Hôtellerie et tourisme, brebis galeuses
Soutenir les PME passe par toute une série de mécanismes dont la transformation des prêts simples en prêts participatifs, autrement dit en quasi-fonds propres. Ce que recherchent 100 à 150 ETI, quelque 10 000 PME et plus de 100 000 TPE non cotées à hauteur de 10 à 20 milliards d’euros, selon les estimations de François Villeroy de Galhau, gouverneur de la Banque de France. D’autres outils sortent des arsenaux : obligations hybrides d’État, actions à dividendes renforcés. Mais l’État, dit la BCE, ne doit pas arroser tout le champ des entreprises pour éviter le piège des entreprises zombies maintenues sous perfusion sans espoir de relance. Ni, par le biais des prêts participatifs, devenir l’actionnaire de milliers d’entreprises sinon sous la forme de « co-investissement privé minoritaire ».

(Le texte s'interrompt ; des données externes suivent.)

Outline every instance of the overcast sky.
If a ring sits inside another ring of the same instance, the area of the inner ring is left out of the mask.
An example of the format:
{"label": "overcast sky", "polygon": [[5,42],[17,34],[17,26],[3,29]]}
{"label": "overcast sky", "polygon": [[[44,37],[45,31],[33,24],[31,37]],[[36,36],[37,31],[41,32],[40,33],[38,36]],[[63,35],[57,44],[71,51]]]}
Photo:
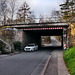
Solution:
{"label": "overcast sky", "polygon": [[52,10],[59,10],[59,4],[61,4],[62,0],[18,0],[19,4],[22,4],[26,1],[31,10],[35,12],[35,14],[46,15],[52,12]]}

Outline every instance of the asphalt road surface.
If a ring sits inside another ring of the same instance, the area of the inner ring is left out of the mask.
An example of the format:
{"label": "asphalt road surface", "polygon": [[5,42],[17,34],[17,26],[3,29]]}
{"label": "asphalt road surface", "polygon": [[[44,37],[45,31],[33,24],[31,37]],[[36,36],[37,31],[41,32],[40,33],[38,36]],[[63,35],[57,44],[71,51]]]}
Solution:
{"label": "asphalt road surface", "polygon": [[[52,38],[50,45],[58,44],[55,38]],[[44,49],[0,58],[0,75],[41,75],[51,51]]]}
{"label": "asphalt road surface", "polygon": [[44,44],[44,46],[57,47],[57,46],[61,46],[61,43],[58,42],[53,36],[51,36],[51,43],[50,44]]}
{"label": "asphalt road surface", "polygon": [[23,52],[0,59],[0,75],[40,75],[51,50]]}

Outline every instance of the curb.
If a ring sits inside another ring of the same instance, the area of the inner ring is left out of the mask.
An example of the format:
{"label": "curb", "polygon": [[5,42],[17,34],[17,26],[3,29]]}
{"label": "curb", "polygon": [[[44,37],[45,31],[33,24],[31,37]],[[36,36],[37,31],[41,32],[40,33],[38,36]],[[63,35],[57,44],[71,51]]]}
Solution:
{"label": "curb", "polygon": [[16,55],[16,54],[20,54],[22,52],[14,52],[14,53],[10,53],[9,55],[12,56],[12,55]]}
{"label": "curb", "polygon": [[9,57],[9,56],[13,56],[13,55],[16,55],[16,54],[20,54],[20,53],[22,53],[22,52],[15,52],[15,53],[10,53],[10,54],[0,55],[0,59],[6,58],[6,57]]}
{"label": "curb", "polygon": [[44,69],[43,69],[43,71],[42,71],[41,75],[44,75],[44,74],[45,74],[46,69],[47,69],[48,64],[49,64],[49,60],[50,60],[50,58],[51,58],[51,54],[50,54],[50,56],[49,56],[49,58],[48,58],[48,60],[47,60],[47,62],[46,62],[46,64],[45,64],[45,66],[44,66]]}

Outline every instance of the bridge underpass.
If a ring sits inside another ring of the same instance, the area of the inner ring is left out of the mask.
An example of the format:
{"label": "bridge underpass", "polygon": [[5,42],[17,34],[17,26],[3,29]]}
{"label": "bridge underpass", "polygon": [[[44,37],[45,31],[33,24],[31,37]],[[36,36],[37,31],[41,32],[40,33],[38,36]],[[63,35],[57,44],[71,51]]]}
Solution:
{"label": "bridge underpass", "polygon": [[[8,26],[8,25],[7,25]],[[64,49],[64,44],[68,48],[68,23],[32,23],[32,24],[16,24],[11,25],[11,28],[17,28],[23,31],[22,47],[24,48],[29,43],[37,43],[41,46],[41,36],[61,36],[61,48]]]}
{"label": "bridge underpass", "polygon": [[[51,30],[23,30],[23,47],[29,43],[36,43],[41,46],[41,36],[61,36],[61,46],[48,46],[48,47],[60,47],[63,48],[63,29],[51,29]],[[47,48],[45,46],[45,48]]]}

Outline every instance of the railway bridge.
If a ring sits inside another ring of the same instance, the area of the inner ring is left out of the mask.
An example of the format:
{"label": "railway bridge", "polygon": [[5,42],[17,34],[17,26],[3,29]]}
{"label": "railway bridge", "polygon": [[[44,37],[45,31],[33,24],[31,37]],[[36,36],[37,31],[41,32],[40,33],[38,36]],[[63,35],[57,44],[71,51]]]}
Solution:
{"label": "railway bridge", "polygon": [[[8,25],[7,25],[8,26]],[[29,23],[29,24],[13,24],[9,25],[11,28],[17,28],[22,31],[22,46],[23,48],[31,42],[37,43],[41,46],[41,36],[61,36],[62,45],[68,48],[68,23]]]}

Le phénomène des obtentions relativement rapides et sans douleur de prêts garantis a assoupli le corset rigide que les banques opposaient d’ordinaire aux petites entreprises. Le témoignage de Didier Roche, patron des restaurants Dans le noir et serial entrepreneur, traduit l’heureuse surprise de ses pairs : « Nous sommes vendredi milieu d’après-midi, j’échange avec ma banquière sur une demande d’un prêt garanti par l’État (PGE). Je raccroche et elle m’adresse dans la foulée l’accord de principe pour obtenir la garantie de la BPI. C’est une formalité que l’on accomplit en ligne. Quelques minutes après, la garantie m’est donnée. Je transfère cette garantie le samedi matin à ma banquière. Le lundi d’après, dans la matinée, je reçois un mail qui m’invite à aller signer numériquement mon PGE… » Ce qui ne veut pas dire que toute demande de prêt est acquise d’emblée. « C’est beaucoup moins intrusif mais très sélectif quand même », tempère une banquière dans les colonnes de La Tribune. Et pour cause : au grand jeu du soutien aux entreprises, l’hôtellerie et le tourisme font figure de pelés, de galeux. En cause, les déficits structurels de trésorerie qui font fuir, outre les banques, bpifrance elle-même. Le secteur de l’hôtellerie-tourisme ne représente aujourd’hui que 7 % du montant global des prêts garantis accordés. Celui de la santé et de l’action sociale, 2,4 %.